I was able to get very close to the dogs as they raced on by; this allowed me to get some great action shots! My camera was firing away at high speed continuous shooting, capturing hundreds of shots! I’m glad I was able to return multiple times throughout the week-end, as it’s very tricky to get sharp shots when you have multiple fast moving subjects coming right at you!
I even went home in between the races to download and quickly review my 100s of images; this allowed me to tweak my camera settings and try out different lenses and shooting perspectives at the next race!

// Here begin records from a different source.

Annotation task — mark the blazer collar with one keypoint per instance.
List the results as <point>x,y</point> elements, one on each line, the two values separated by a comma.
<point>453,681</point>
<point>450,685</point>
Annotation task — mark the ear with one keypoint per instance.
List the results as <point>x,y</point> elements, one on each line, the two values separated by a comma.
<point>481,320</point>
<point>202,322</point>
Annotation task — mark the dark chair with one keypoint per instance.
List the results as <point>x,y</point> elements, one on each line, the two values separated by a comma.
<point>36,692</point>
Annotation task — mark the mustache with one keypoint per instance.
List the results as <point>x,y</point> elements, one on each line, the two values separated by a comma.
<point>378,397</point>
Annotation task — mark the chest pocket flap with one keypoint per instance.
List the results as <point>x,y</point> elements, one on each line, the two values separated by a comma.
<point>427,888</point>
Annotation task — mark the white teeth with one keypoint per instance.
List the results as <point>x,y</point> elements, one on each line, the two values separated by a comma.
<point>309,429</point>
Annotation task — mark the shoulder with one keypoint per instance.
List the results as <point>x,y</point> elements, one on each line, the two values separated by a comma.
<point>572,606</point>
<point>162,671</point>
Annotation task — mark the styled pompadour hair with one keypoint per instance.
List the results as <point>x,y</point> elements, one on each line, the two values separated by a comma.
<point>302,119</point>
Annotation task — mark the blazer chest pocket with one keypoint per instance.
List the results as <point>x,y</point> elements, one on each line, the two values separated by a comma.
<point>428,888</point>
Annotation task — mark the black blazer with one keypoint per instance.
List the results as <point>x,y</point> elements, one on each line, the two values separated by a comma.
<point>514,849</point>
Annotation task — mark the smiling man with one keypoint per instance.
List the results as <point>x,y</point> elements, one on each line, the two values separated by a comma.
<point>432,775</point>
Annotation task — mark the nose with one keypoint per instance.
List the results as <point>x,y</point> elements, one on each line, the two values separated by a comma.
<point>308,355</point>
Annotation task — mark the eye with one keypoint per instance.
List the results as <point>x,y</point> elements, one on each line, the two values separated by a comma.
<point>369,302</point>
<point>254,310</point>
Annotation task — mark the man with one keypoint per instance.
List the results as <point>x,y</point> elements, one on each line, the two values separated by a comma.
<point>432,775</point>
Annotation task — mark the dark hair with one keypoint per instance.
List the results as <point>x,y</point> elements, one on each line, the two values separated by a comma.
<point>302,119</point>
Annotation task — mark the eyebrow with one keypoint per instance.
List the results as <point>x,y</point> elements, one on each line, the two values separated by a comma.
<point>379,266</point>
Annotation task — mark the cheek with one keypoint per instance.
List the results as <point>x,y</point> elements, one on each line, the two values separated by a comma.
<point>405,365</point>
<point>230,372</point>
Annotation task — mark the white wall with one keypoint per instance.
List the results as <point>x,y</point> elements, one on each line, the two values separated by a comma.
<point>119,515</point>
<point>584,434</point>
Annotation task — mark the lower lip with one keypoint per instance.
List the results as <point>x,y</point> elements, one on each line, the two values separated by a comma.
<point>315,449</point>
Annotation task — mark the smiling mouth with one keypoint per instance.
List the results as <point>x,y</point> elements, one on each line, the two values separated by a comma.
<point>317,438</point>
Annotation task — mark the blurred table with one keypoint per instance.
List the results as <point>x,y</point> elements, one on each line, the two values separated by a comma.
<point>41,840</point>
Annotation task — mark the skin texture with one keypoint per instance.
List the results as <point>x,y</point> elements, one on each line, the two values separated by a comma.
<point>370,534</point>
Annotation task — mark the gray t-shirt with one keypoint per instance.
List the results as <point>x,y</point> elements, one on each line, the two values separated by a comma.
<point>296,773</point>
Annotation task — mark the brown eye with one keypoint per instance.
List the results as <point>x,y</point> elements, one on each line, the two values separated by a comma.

Have a look at the video (1:41) below for a little glimpse of what you can see at the races! For more information on the Canadian Championship Dog Derby, visit here.
Back Bay Ice Caves
Born and raised in Yellowknife, and having lived here my entire life, I can’t believe it took me 43 years to FINALLY visit the infamous Back Bay ice caves! Each winter I saw people’s pictures of the caves posted in Instagram and Facebook and I always wanted to see them…but I didn’t know how to get there!
Finally, one morning in early April, I received a text from a friend asking if I’d like to go that very afternoon! Since I’m on a year off from work, I had the flexibility to go whenever I wanted (so grateful for that!) I was stoked once again to experience another “first” in my own backyard!
The ice caves are accessible by snowmobile or a rough foot path through the woods, coming from a couple of different directions (Niven Drive area, walking down towards Great Slave Lake or the Yellowknife ski hill). In order to reach them, you’ll walk through the Heritage Site of Back Bay Cemetery, Yellowknife’s first cemetery (1938-1946). This was another first for me!! I had never known the location!
My visit to the Back Bay ice caves and cemetery were the remaining two of my four firsts during these adventures, all having taken place within the span of only four weeks! And I returned to visit them again the very next day! Now the ice and snow are quickly melting….so I made it JUST in time before the end of the season! I feel so accomplished and reinvigorated, and I didn’t even have to leave my own backyard!
My Very Own Backyard Snow Fort
This winter I was so lucky to have my very own snow fort to enjoy in my own backyard! While not part of my “winter adventures” from the past 4 weeks, it was great fun having a few friends over to enjoy the fire, hot chocolate and FROZEN marshmallows! (We even went out at minus 40 degrees Celsius!) Have a watch of the video!
Announcement: I Do Not Like the Cold
Although I have lived in the sub-arctic for my entire life, it may come as a surprise to you that I do not like the cold; I never have. (Although I could never live anywhere that doesn’t warrant a cozy indoor fireplace!) But when you dress warmly and the intense arctic sun beams down on you, you barely notice the temperature! You get to experience a completely different world. All of these photographs and adventures would have been impossible without the ice and snow.
If you haven’t yet had the pleasure of visiting this special part of the world, you are missing out! Once it’s safe to travel again, I highly encourage you to just do it! And if you’re not the hardy adventurous type, willing to step outside of your warm comfort zone, we do in fact have four seasons here, as I outlined here in my previous post…. so take your pick!
It is April 21, 2021 and the temperatures are still fairly cool. Today we’re at a balmy minus 5 degrees Celsius (-13 with the wind!) and have a forecasted low of minus 18 degrees Celsius later this week! But Spring is certainly in the air; the ice and snow are melting quickly and my outdoor winter adventures have ended for the season. I am ready for the summer! (Aren’t we all?!)